The Playgoer: Handke/Heine 2

Custom Search

Thursday, June 01, 2006

Handke/Heine 2

Looking pretty certain Peter Handke's Heinrich Heine prize will be revoked by the city of Dusseldorf, who awards it.

Deutche Welle columnist Toma Tasovac is harsh on Handke's "idiot" positions (though in the more nuanced classical sense of the "idiot"), but that only makes her denunciation of his opponents more potent.

Bowing to the pressure of vociferous critics and he-said-she-said media reports, a member of the jury, a historian-turned-politician, publicly distanced himself from the problematic writer -- but only post factum, after the prize announcement bearing his signature was made public and the general hullabaloo came over Germany. Other politicians -- encouraged by the tardy return of at least one prodigal son -- turned to hyperbole and, all of a sudden, the writer started sounding like an epitome of evil, Lucifer with an Austrian accent who ascended directly from Hell to spread hate and destruction.
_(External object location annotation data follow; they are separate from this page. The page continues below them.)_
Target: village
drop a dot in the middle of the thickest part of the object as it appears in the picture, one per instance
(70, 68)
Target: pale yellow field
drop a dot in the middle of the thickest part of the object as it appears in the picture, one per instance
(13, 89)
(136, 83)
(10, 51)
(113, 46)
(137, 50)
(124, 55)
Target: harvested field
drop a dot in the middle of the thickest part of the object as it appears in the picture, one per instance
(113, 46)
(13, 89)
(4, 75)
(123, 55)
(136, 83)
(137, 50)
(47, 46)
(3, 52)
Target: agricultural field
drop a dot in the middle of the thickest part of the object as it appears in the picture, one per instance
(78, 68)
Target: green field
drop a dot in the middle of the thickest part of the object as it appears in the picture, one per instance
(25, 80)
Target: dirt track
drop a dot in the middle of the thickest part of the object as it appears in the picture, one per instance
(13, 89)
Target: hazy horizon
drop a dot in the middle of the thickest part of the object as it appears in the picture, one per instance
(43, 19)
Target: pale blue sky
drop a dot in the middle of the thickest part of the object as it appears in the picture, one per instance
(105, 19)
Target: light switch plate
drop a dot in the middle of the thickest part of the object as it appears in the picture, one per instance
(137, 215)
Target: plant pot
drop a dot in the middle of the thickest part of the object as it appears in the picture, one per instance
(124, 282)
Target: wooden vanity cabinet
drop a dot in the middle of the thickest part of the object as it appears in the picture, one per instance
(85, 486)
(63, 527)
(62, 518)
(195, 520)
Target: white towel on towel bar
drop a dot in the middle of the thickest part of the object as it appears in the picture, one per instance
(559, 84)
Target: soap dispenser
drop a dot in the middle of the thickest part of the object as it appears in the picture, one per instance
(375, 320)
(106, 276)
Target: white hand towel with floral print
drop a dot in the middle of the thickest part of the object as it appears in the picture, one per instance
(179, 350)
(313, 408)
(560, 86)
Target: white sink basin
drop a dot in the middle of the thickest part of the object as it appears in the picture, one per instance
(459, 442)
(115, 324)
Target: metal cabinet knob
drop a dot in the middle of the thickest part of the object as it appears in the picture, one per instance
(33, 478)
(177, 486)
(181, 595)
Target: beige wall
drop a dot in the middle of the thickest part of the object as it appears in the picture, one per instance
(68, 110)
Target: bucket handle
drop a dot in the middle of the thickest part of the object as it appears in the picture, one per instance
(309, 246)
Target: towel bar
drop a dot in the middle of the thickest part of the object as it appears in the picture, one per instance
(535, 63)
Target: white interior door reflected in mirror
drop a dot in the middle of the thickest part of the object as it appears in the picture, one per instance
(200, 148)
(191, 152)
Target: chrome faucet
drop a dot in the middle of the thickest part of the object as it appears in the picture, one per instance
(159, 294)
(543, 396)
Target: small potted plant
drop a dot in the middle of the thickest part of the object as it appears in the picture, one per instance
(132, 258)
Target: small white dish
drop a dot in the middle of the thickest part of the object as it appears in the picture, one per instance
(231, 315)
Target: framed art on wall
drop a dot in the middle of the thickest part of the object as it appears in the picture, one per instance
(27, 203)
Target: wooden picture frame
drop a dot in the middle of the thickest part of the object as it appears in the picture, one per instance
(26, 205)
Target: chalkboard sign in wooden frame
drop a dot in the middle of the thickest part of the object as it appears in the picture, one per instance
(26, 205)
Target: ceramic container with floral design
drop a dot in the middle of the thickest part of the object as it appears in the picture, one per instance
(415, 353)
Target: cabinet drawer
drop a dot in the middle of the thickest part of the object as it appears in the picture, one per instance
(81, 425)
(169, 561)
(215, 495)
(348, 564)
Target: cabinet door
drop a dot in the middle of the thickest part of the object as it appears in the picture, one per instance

Handke, at least, admitted he was an idiot. But the German political establishment -- and especially the local politicos who rarely, if ever, get a chance to speak to a national, let alone, international audience -- should pause for a moment to reflect on what they have done. By declaring themselves ready to revoke the decision of an independent jury, they have seriously damaged not only their own reputation, but the very institution of the Heinrich Heine Prize.
Once again, I think such prizes are silly--and always already profoundly "political" anyway--so I feel this is less outrageous than the Comedie Francaise cancelling Handke's play in the first place. But it is indeed embarassing, since the whole Handke fracas exploded over a month ago and the politicians weren't ready for this. Anytime politicians are given veto power over an apparently cosmetic "jury" in such prizes, such conflict is inevitable, I suppose. As
Tasovac says:
Let's be serious. Who needs literary critics and philosophers -- not to mention literature itself -- if local politicos will always know better?


freespeechlover said...

I could not agree with you more. Philosophy, art, literature and theater have been around a lot longer than "politics." A lot of official politicians have a strong tendency toward narcissism which means they have to interject themselves into everything, no matter how much they don't know, etc. It seems increasingly like an occupational hazard.

Alison Croggon said...

I'm not so sure - classical Greek theatre grew out of politics as much as anything else. And what is the Aeneid if it is not political? - ok, a poem with many amazing parts, yes, but also Virgil's paean to and legitimisation of the Roman Empire...

It seems to be an ugly political stoush led by right-thinking, left-leaning people, such as the Greens. Which bohers me, being myself of vaguely left persuasions. It is quite right that this decision strips the prize of any credibility. Yes, all prize giving is a complex business - I have judged a few myself. But that doesn't mean that all decisions are bankrupt, or that it doesn't matter where they are awarded. Not every prize works like the Oscars.